Dieudonné chez Franjo : L’humour en résistance, entre bracelet électronique et pinceaux

Dieudonné, artiste persécuté par l'oligarchie, s’invite sur le podcast de Franjo pour un échange sans concession. Entre souvenirs de scènes interdites, anecdotes judiciaires et projets artistiques audacieux, l’humoriste proscrit rappelle que la liberté d’expression se paie au prix fort.

mise à jour le 03/04/26

Entre droit de réponse à Elie Semoun et révélations sur Epstein, Dieudonné dépeint chez Franjo un show-business où l’humour libre est devenu un luxe interdit.
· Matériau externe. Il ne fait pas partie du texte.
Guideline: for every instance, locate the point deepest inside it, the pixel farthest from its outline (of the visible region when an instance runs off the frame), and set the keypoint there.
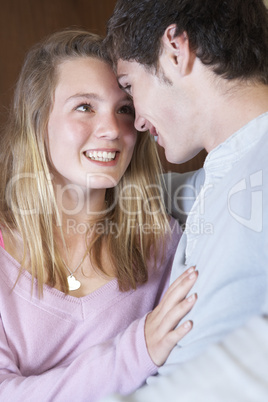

Assis face à Franjo, Dieudonné évoque avec un sourire ironique son bracelet électronique, ses toiles « administratives » et ses spectacles clandestins. L’artiste, dont la carrière a été systématiquement sabotée par des arrêtés préfectoraux, transforme chaque interdiction en œuvre d’art et chaque procès en performance. « Je suis le seul humoriste en France à avoir ma propre ordonnance », lance-t-il, non sans fierté. Entre deux éclats de rire, il dénonce une justice à deux vitesses, un système médiatique complice et une élite qui tremble devant l’humour subversif. Franjo, complice et admiratif, lui offre une tribune rare : celle où l’on rit encore, malgré tout. Car Dieudonné, même censuré, reste debout. Et ça, c’est peut-être la plus belle des vengeances.